Netflix's Kipo and the Age of the Wonderbeasts, which returns for a second season Friday, June 12, manages to be anything but bleak and depressing. It's bright and sunny, colorful and funny, and ... then, there are those tunes.

In just about every episode, somebody bursts into song.

Usually, that somebody is our hero Kipo, voiced by Karen Fukuhara. She's a 12-year-old burrow girl who's lost her people and her home after it was destroyed by an enormous, six-armed mega-monkey; must be Tuesday.

She hasn't lost her spirit, though — she remains relentlessly chipper and deeply empathetic; she's much more willing to talk to those gangs of mutated animals than fight them. Even when they happen to be giant snakes obsessed with heavy metal (who shred on electric guitars using their tongues ... so in that sense, the licks they play are ... very literal ones).

She also meets a pack of wolves dressed like Carl Sagan who study the cosmos — they're led by two alphas, called (wait for it!) Billions and Billions, voiced by John Hodgman and the Wu Tang Clan's GZA. It's a match that seems somehow ... weirdly inevitable. When they start rapping together about the history of the known universe, you find yourself thinking, This. Yes. Of course. I mean it was bound to happen, sooner or later.

Season one had Kipo finding a group of friends: the hard-bitten warrior-tween Wolf (voiced by Sydney Mikayla), the no-braver-than-he-needs-to-be Benson (voiced by Coy Stewart) and his pal Dave (voiced by Deon Cole) a mutant bug who's constantly cycling through his life-cycle, littering the landscape with molted carapaces. There's also the mutant, four-eyed, six-legged pig Mandu (oinked by Dee Bradley Baker). Together, they helped Kipo search for her people, following clues left by her father.

Along the way they met more of those animal gangs — Timbercats (lumberjack kitties), Mod Frogs (frogs in black suits and pencil mustaches), Dubstep Bees (bees that drop the beat), a Water Bear (a strangely sinister tardigrade), a pair of rats who run a theme park, and a brace of skunks on jet-skis.

In season two, the gang meets up with a caravan of stage actors who call themselves the The-Otters (say it out loud), and seeks the sage wisdom of the Chevre Sisters, three goat-witches who tell the future by communing ... with cheese. "Feta, Gouda, Chevre, Fromage," they chant. "Feta, Gouda, Chevre, Fromage!"

(That was a real thing in the middle ages, by the way. Telling the future by studying cheese? Tyromancy, it was called. Look it up.)
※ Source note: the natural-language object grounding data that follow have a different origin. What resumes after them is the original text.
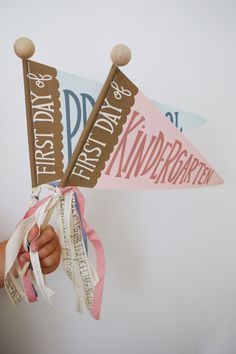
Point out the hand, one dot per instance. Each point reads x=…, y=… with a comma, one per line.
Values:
x=48, y=247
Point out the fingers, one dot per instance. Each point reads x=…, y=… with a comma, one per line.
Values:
x=46, y=236
x=24, y=257
x=48, y=247
x=50, y=263
x=34, y=232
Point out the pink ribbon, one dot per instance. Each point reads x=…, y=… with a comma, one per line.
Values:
x=100, y=260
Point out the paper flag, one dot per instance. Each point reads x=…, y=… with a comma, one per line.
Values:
x=130, y=145
x=59, y=105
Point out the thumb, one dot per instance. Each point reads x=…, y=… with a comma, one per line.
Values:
x=33, y=234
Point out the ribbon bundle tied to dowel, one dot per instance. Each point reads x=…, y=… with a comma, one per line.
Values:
x=68, y=203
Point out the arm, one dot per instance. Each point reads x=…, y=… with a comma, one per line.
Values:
x=2, y=261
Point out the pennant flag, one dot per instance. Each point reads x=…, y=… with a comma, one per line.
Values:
x=128, y=142
x=58, y=106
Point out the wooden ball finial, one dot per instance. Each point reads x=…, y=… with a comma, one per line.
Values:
x=24, y=48
x=120, y=55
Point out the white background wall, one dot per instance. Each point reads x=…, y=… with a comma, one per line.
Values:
x=171, y=266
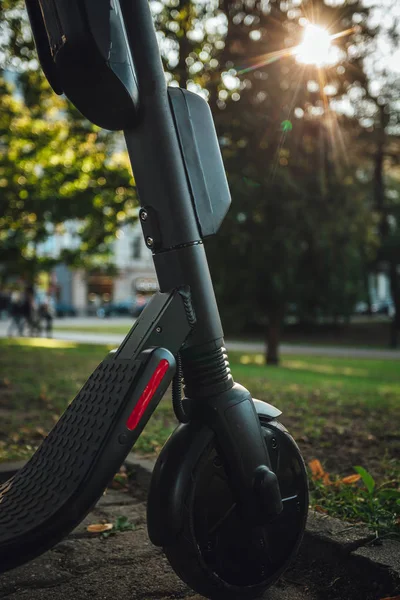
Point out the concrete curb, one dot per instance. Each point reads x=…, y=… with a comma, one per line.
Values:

If season one was about Kipo discovering the weird, brilliant, visionary world of the series, season two is about her journey of self-discovery. She realizes that her parents kept some things from her about who she is. Like why, in times of stress, she keeps growing purple fur. And claws. And fangs.

In ways both subtle and unsubtle, Kipo and the Age of Wonderbeasts is about identity: the stuff Kipo comes to learn causes her to re-evaluate her relationships with her family, and her friends and, especially, with herself.

Season two is also about digging deeper into the characters established in season one — including the ostensible villain of the piece, a despotic mutant mandrill in a powdered wig (long story) voiced, with erudite relish, by Downton Abbey's Dan Stevens. Assumptions are questioned, motivations exposed, emotional depths plumbed.

All of this, plus the series' matter-of-fact commitment to diversity allows the show to comment on things like class, race and sexuality in specific ways that grow organically out of the characters, instead of artificially imposing those concepts on top of them.

If you were to combine the vast world-building of Avatar: The Last Airbender with the heart and inclusivity of Steven Universe, you'd wind up with something that looked a lot like Kipo and the Age of Wonderbeasts.

Plus, there's a 300-foot-tall fuzzy bunny rabbit. So. I mean.